In a day and age when computer data rule book ordering and midlist authors can be penalized for their track records, Algonquin Books of Chapel Hill is trying to give Barbara Shapiro a fresh start for The Art Forger. It’s a tack that the press, an imprint of Workman Publishing, used successfully six years ago when it bought Sara Gruen’s novel about the world of the circus. Water for Elephants became a huge hit and was turned into a movie. Although Algonquin never claimed that the book, which was widely embraced by independent booksellers, was Gruen’s first, it did nothing to promote the fact that she had previously published two others, Flying Horses and Riding Lessons.

To support The Art Forger, one of its fall lead titles, Algonquin printed 3,000 galleys, which it began distributing at BookExpo America earlier this month. On them it omitted any reference to Shapiro’s first name or her previous books, published between 1993 and 2002: five suspense novels and one nonfiction. Instead, Algonquin used the gathering to whet booksellers’ appetite for a tale of art and forgery interwoven with the real-life 1990 theft of 13 pieces of art worth more than $500 million from the Isabella Stewart Gardner Museum in Boston. The press sent out invitations from the fictional art gallery in the book, Markel G, to view the recovered Degas, which plays a central role in the story. The hoax was so convincing that at least one bookseller communicated her excitement at seeing the impressionist painting unveiled in the Workman booth—not far from a set of eggs about to hatch into baby chicks.

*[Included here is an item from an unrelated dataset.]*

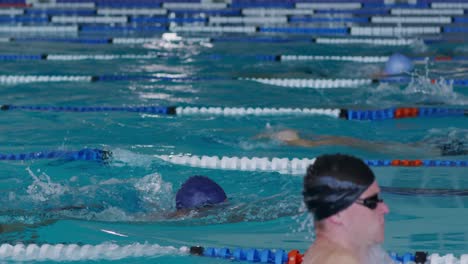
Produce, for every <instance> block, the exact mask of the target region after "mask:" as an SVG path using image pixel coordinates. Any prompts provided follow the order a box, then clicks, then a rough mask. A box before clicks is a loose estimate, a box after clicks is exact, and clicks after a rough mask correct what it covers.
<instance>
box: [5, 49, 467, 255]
mask: <svg viewBox="0 0 468 264" xmlns="http://www.w3.org/2000/svg"><path fill="white" fill-rule="evenodd" d="M393 52H401V53H404V54H406V55H408V56H411V57H424V56H437V55H451V56H460V57H461V56H466V54H467V52H468V48H467V46H465V45H462V44H450V45H449V44H433V45H425V44H415V45H411V46H406V47H397V48H395V47H382V46H370V45H368V46H366V45H348V46H344V47H339V46H329V45H319V44H311V43H301V42H298V43H273V44H272V43H242V42H231V43H229V42H219V43H216V42H215V43H205V42H200V41H196V42H194V43H191V42H188V41H182V42H180V43H179V42H178V43H177V44H174V43H167V42H154V43H146V44H134V45H84V44H70V43H66V44H65V43H50V42H25V43H22V42H18V43H2V44H0V53H1V54H69V55H70V54H77V55H83V54H87V55H92V54H95V55H103V54H109V55H110V54H114V55H115V54H120V55H128V54H139V55H158V57H156V56H153V58H150V59H142V58H139V59H113V60H94V59H88V60H78V61H49V60H42V61H29V60H22V61H2V62H1V63H2V64H1V69H2V74H3V75H86V76H88V75H92V76H98V75H146V76H148V75H151V76H154V77H171V78H176V77H194V78H195V77H219V79H218V80H192V81H171V80H151V79H140V80H129V81H125V80H123V81H97V82H32V83H14V84H1V85H0V91H1V98H2V100H1V103H2V104H11V105H47V106H147V105H158V106H200V107H201V106H220V107H298V108H356V109H380V108H386V107H394V106H450V107H461V108H463V107H466V105H467V104H468V92H467V91H468V90H467V89H466V87H462V86H452V85H445V84H438V83H436V84H432V83H430V81H427V79H426V78H425V76H426V74H427V75H428V76H429V77H431V78H438V77H445V78H447V79H451V78H453V77H454V76H455V75H456V77H457V78H466V77H467V75H468V74H467V70H466V67H467V66H468V63H466V62H463V61H458V62H428V63H426V64H424V63H419V64H417V65H416V70H417V73H418V75H417V76H415V77H414V81H413V82H412V84H410V85H407V84H403V85H398V84H370V85H363V86H360V87H357V88H338V89H312V88H289V87H282V86H272V85H268V84H261V83H257V82H254V81H247V80H239V79H237V77H257V78H260V77H264V78H371V76H372V75H373V74H375V73H376V72H378V71H379V69H381V67H382V66H383V64H382V63H371V64H369V63H357V62H339V61H306V62H297V61H291V62H278V61H268V60H261V59H259V57H256V56H257V55H279V54H286V55H287V54H290V55H294V54H297V55H300V54H305V55H343V56H345V55H346V56H349V55H362V56H365V55H374V56H388V55H391V54H392V53H393ZM282 128H291V129H295V130H298V131H300V133H301V135H303V136H304V137H310V138H313V137H314V135H323V134H331V135H338V136H350V137H356V138H359V139H363V140H370V141H374V142H387V145H390V147H386V148H382V149H374V150H369V149H356V148H351V147H340V146H324V147H318V148H314V149H311V148H303V147H293V146H285V145H282V144H280V143H278V142H275V141H272V140H259V139H256V138H255V136H256V135H258V134H260V133H265V132H268V131H269V130H271V129H272V130H279V129H282ZM0 131H1V133H0V146H1V147H0V153H28V152H37V151H46V150H47V151H53V150H70V151H72V150H80V149H83V148H99V149H106V150H110V151H112V152H113V158H112V159H111V160H110V161H109V162H107V163H100V162H94V161H64V160H60V159H58V160H32V161H31V160H30V161H1V165H2V166H1V168H0V201H1V204H2V208H1V210H0V211H1V212H2V214H1V216H0V219H1V220H0V221H1V223H3V224H12V223H19V224H28V227H27V228H26V229H23V230H20V231H19V232H11V233H3V234H1V235H0V241H1V242H2V243H10V244H16V243H18V242H22V243H25V244H29V243H36V244H45V243H49V244H57V243H64V244H72V243H77V244H80V245H84V244H91V245H98V244H102V243H116V244H118V245H129V244H133V243H148V244H159V245H161V246H173V247H177V248H179V247H182V246H192V245H203V246H213V247H230V248H235V247H243V248H251V247H255V248H283V249H286V250H289V249H299V250H300V251H301V252H304V251H305V250H306V249H307V248H308V246H309V244H310V243H311V241H312V239H313V237H312V230H313V227H312V225H311V224H310V223H309V221H310V219H309V218H307V214H306V213H305V212H304V209H303V207H302V204H301V201H302V200H301V199H302V197H301V190H302V175H290V174H287V173H286V174H285V173H278V172H259V171H254V172H252V171H239V170H218V169H206V168H196V167H189V166H183V165H175V164H171V163H168V162H165V161H163V160H161V159H159V158H157V157H155V155H169V154H178V153H183V154H193V155H209V156H214V155H216V156H238V157H243V156H245V157H269V158H273V157H287V158H294V157H299V158H305V157H308V158H313V157H316V156H317V155H320V154H322V153H330V152H332V153H334V152H345V153H350V154H354V155H357V156H359V157H361V158H363V159H420V158H421V159H446V160H447V159H448V160H466V156H457V157H440V156H439V155H437V154H435V153H430V152H427V151H426V149H425V148H424V147H420V148H416V149H411V151H409V150H407V149H406V148H404V147H401V146H400V145H397V143H403V144H410V143H412V142H416V141H420V140H424V142H426V143H425V144H428V145H431V144H432V145H436V144H438V143H441V142H448V141H450V140H454V139H458V140H462V141H463V140H464V141H465V142H466V140H468V134H467V132H468V121H467V119H466V118H464V117H447V118H420V119H416V118H407V119H400V120H384V121H346V120H342V119H335V118H331V117H325V116H301V115H284V116H236V117H229V116H228V117H214V116H209V115H203V116H160V115H154V114H145V113H134V112H91V113H75V112H34V111H21V110H12V111H4V112H1V113H0ZM392 142H395V143H394V144H393V143H392ZM392 144H393V145H392ZM465 144H466V143H465ZM373 169H374V171H375V173H376V175H377V178H378V180H379V183H380V184H381V185H382V186H386V187H404V188H425V189H428V188H432V189H434V188H436V189H437V188H438V189H440V188H442V189H457V190H465V189H468V180H467V179H466V167H465V168H455V167H454V168H452V167H450V168H404V167H375V168H373ZM191 175H206V176H209V177H211V178H213V179H215V180H216V181H217V182H218V183H219V184H220V185H221V186H222V187H223V188H224V189H225V190H226V193H227V194H228V197H229V203H228V204H227V205H225V206H224V207H222V208H218V209H213V211H212V212H209V213H207V214H201V215H192V216H187V217H185V218H183V219H168V218H165V217H164V215H166V214H169V213H170V212H171V211H173V210H174V208H175V202H174V197H175V192H176V190H177V189H178V188H179V187H180V185H181V183H182V182H183V181H184V180H185V179H187V178H188V177H189V176H191ZM384 199H385V200H386V202H387V203H388V205H389V207H390V210H391V212H390V214H389V215H388V217H387V226H386V241H385V244H384V247H385V249H387V250H391V251H396V252H407V251H409V252H414V251H415V250H424V251H430V252H439V253H456V254H462V253H467V252H468V245H467V244H466V241H467V239H468V237H467V236H468V233H467V232H466V223H465V222H466V221H465V220H464V219H465V216H467V215H468V211H467V209H466V208H467V206H468V205H467V203H468V198H467V197H466V196H460V195H458V196H453V195H440V194H439V195H432V196H431V195H429V196H428V195H414V194H412V195H408V194H406V195H405V194H392V193H385V194H384ZM70 206H85V207H86V208H84V209H69V210H57V209H58V208H64V207H70ZM48 220H55V221H48ZM45 222H47V223H45ZM36 224H37V225H36ZM159 253H160V254H156V256H152V257H140V258H124V259H121V260H119V261H118V262H121V263H148V261H151V262H154V263H188V262H190V263H222V262H224V261H223V260H217V259H208V258H200V257H190V256H187V255H184V254H173V253H171V251H170V250H167V251H164V250H162V251H161V252H159ZM107 261H108V260H103V261H102V262H107Z"/></svg>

While some may think that the Boston setting could make Forger a regional book, Shapiro’s editor, Amy Gash, has always seen it on a national stage. “It never occurred to me that this was a regional book,” she said. “All books are set somewhere. She captures Boston incredibly well. Boston is a character. You can feel the pulse of the city. I was so completely taken by this book. I felt the voice and characters were so unusual. I loved it, and so far everybody in-house who has read it has loved it.”

For marketing director Craig Popelars, the trick will be using the book’s regional connections as a springboard. “It can be embraced by a region, but it can’t be contained by a region. That’s something we have here,” he said. Although Shapiro lives in Boston and will appear at the New England Independent Booksellers Association’s fall conference, she will also attend fall regionals in Southern California, Mountains and Plains, and the South, and do a 15-city tour.

Shapiro’s background as a sociologist—she taught sociology, criminology, and deviance at Tufts University—prepared her for writing The Art Forger. “When you get a Ph.D. in sociology,” said Shapiro, “they retrain how you think about people in relationship to other people and society. And that’s really useful for a novelist.” Still, she found it tough to break out of genre writing and move into literary fiction, and for a house to give her a new chance.

In the intervening decade since her last novel, she shifted jobs and now teaches creative writing at Northeastern University. She says that she prefers long-form fiction and spends about two to three years on each book (she’s hoping Algonquin will pick up her next one). Over time, her fiction has become more research oriented. But caveat to the reader, the research serves only as an underpinning; even the Boston Globe articles in The Art Forger have been made up.